La fotografia del rapporto tra web e giovani



Ci sono numeri interessanti sull’uso di Internet in Italia e nel mondo in questo 2016, con un focus sulle fasce più giovani della popolazione. Sempre più bambini sono online grazie ai computer: usano social network, da Facebook a Twitter, da Snapchat a Instagram, chat, giochi, ma s’imbattono anche in siti che contengono informazioni relative ad alcol, droghe e tabacco. A scattare la fotografia è l’ultimo rapporto elaborato dai Kaspersky Lab sulla base dei dati raccolti dalla sua piattaforma di controllo parentale utilizzata da 80 milioni di utenti in oltre 200 Paesi di tutto il mondo con lo scopo di filtrare i contenuti online per i minori.

Seppure non comprenda l’accesso al web dei giovanissimi tramite i dispositivi mobili, smartphone e tablet, il report offre comunque un quadro generale dei siti più gettonati da bambini e adolescenti, sia visitati intenzionalmente sia quelli in cui si imbattono per caso nel corso della navigazione online. Nell’ultimo anno, spiegano gli analisti dei Kaspersky Lab, a livello globale i baby-utenti di Internet hanno trascorso il grosso del loro tempo online da PC sui social network e sui servizi di messaggistica (67%, con l’Italia che si colloca sopra la media con il 70%). Seconda attività prediletta sono i giochi per computer (11,2%, in Italia il 6%).

I giovani navigatori s’imbattono però di frequente anche in siti web correlati al consumo di alcolici, tabacco e droghe (9% nel mondo, il 5,9% in Italia). Più raramente bambini e adolescenti visionano e magari acquistano prodotti distribuiti attraverso i negozi online (4,7%), guardano video e ascoltano musica su Internet (3,4%). Solo occasionalmente si recano sui siti pornografici, oppure vengono convogliati in maniera casuale verso questi ultimi (1,5%). Le ricerche per contenuti erotici sono in calo, evidenzia Kaspersky, almeno dai PC, ma non si può escludere che bambini e adolescenti frequentino queste piattaforme da smartphone e tablet, sempre più diffusi tra i giovanissimi.
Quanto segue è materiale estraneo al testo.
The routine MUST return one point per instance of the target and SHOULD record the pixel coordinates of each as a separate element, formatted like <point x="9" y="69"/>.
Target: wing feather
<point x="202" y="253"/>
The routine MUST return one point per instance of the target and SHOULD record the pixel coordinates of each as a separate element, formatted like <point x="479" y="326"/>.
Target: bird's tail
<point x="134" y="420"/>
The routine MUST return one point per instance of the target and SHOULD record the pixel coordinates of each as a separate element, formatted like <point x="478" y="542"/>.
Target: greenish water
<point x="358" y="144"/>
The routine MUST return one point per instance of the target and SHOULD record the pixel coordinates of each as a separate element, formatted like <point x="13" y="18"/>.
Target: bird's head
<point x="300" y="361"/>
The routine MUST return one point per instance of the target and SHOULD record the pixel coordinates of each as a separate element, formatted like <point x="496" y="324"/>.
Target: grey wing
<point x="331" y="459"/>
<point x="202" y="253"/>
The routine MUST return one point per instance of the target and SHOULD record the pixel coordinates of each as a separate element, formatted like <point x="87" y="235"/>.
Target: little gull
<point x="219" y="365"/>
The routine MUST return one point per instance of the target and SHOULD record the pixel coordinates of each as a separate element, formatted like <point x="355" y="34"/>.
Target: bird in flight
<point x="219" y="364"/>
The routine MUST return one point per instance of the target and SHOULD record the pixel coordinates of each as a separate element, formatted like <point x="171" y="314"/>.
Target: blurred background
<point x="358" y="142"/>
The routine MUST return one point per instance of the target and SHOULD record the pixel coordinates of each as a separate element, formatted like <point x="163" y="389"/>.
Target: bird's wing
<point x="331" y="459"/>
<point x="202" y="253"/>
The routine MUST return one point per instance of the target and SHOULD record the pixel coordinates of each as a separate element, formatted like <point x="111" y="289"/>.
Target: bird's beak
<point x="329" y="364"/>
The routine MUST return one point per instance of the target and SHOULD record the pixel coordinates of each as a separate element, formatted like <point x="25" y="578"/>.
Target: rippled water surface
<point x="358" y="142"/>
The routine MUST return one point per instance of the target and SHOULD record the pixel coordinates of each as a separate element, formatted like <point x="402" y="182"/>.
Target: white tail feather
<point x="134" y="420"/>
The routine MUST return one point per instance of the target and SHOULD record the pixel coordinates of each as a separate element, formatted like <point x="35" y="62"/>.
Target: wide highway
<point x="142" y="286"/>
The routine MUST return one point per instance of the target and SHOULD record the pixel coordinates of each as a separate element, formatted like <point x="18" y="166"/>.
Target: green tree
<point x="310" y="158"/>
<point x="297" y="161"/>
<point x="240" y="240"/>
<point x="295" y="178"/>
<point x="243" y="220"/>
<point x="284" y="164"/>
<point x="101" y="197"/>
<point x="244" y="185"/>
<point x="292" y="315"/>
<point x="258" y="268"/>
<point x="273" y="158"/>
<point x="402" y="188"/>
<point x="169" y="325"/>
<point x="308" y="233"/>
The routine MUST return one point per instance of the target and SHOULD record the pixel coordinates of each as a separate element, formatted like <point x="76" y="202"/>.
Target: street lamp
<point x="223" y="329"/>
Siti web relativi ad armi, gioco d’azzardo e violenza sono tutti rispettivamente sotto lo zero per cento per quanto riguarda la navigazione da PC. Notevoli anche le differenze regionali. Nel Nordamerica, ad esempio, i piccoli internauti frequentano i social e utilizzano messenger, chat e forum in misura minore rispetto alla media mondiale. E in questo contesto quelli italiani sono invece tra i più attivi in ogni giorno dell’anno. Invece, i baby navigatori negli Stati Uniti e in Canada si interessano più ai giochi per computer, al tema degli alcolici e agli acquisti online. Simile trend anche nell’Europa occidentale, Italia inclusa.